Forum Discussion

Kelemvor's avatar
Kelemvor
Icon for Expert rankExpert
3 months ago

Does anyone monitor their iDracs with LM? Tons of duplicate alerts

Hi,

I just added some of our iDracs into LM.  While the monitoring seems to be working fine, the alerting systems seems a bit wacky.

I have a server with a bad CMOS battery.  This causes me to get 4 alerts from LM for the iDrac:

The 3rd one is for the battery.  The other three are "System" alerts that will seemingly alert any time anything has a problem.  This seems like any time something has a problem, I'll get 4 alerts.  I don't want that.  ;)

I'm wondering if I should just disable all the "System" and "Chassis" alerts so I just get the alerts for the actual component that's having the problem.

Anyone else run into this?

Thanks.

  • I'm not sure about this specific situation, but I generally prefer to get too many simultaneous alerts for the same thing than take a chance on missing something.

    I would suggest attempting to 100% verify that it's not possible for a system or chassis alert to occur without having a more specific alert also occur.
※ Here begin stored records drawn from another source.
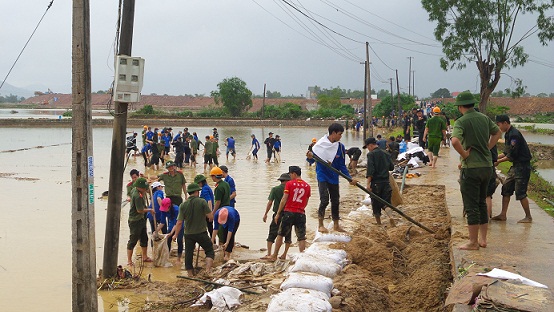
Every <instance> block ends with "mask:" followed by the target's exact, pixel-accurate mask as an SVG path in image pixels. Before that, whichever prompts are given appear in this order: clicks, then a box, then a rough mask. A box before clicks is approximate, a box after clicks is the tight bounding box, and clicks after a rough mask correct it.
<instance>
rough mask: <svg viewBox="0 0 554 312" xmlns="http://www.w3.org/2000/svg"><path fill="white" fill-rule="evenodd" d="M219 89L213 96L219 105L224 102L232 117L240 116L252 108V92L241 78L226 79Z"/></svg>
mask: <svg viewBox="0 0 554 312" xmlns="http://www.w3.org/2000/svg"><path fill="white" fill-rule="evenodd" d="M217 87H218V89H219V90H217V91H212V92H211V95H212V97H213V98H214V100H215V102H216V103H217V104H219V103H220V102H223V107H224V108H225V110H226V111H227V112H228V113H229V114H231V116H235V117H236V116H240V115H242V114H243V113H244V112H246V111H248V110H249V109H250V108H251V107H252V91H250V90H249V89H248V88H247V87H246V82H244V81H242V80H241V79H240V78H238V77H232V78H225V79H223V81H221V82H220V83H218V84H217Z"/></svg>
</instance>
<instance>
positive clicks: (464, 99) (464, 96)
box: [454, 91, 477, 106]
mask: <svg viewBox="0 0 554 312" xmlns="http://www.w3.org/2000/svg"><path fill="white" fill-rule="evenodd" d="M475 103H477V100H476V99H475V97H474V96H473V94H471V92H469V91H464V92H460V94H458V96H457V97H456V102H454V105H456V106H463V105H469V104H475Z"/></svg>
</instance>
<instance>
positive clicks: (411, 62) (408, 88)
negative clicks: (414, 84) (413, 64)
mask: <svg viewBox="0 0 554 312" xmlns="http://www.w3.org/2000/svg"><path fill="white" fill-rule="evenodd" d="M413 58H414V57H413V56H408V59H409V60H410V71H409V72H408V95H411V94H412V93H411V86H412V59H413Z"/></svg>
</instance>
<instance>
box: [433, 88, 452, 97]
mask: <svg viewBox="0 0 554 312" xmlns="http://www.w3.org/2000/svg"><path fill="white" fill-rule="evenodd" d="M431 97H432V98H434V99H445V98H451V97H452V94H450V91H449V90H448V89H446V88H440V89H438V90H437V91H435V92H433V93H431Z"/></svg>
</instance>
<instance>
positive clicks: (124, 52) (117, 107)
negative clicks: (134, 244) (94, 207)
mask: <svg viewBox="0 0 554 312" xmlns="http://www.w3.org/2000/svg"><path fill="white" fill-rule="evenodd" d="M122 11H123V12H122V17H121V34H120V36H119V39H120V40H119V42H120V43H119V51H118V55H128V56H131V48H132V46H133V20H134V17H135V0H124V1H123V10H122ZM115 79H117V77H115ZM114 105H115V113H114V119H113V132H112V133H113V134H112V153H111V160H110V180H109V187H108V212H107V214H106V236H105V239H104V263H103V265H102V269H103V275H104V278H109V277H113V276H114V275H115V274H116V273H117V255H118V247H119V222H120V219H121V193H122V189H123V172H124V170H123V166H124V160H125V134H126V129H127V106H128V104H127V103H123V102H117V101H116V102H114ZM143 257H146V255H143Z"/></svg>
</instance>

It seems kinda safer to do the opposite (only have system) but then you don't get specifics in monitoring.

  • This is normal for a lot of monitoring of this type. Generally, you would tune down all but the more "global" thresholds. Think ESXi monitoring. Something will trigger a red, cmos, but then it triggers the overall board health as well, thats another red.

    The issue there then is your concern over missing something that wouldn't trigger an overall but does a minor. 

    So we leave it as is in this case.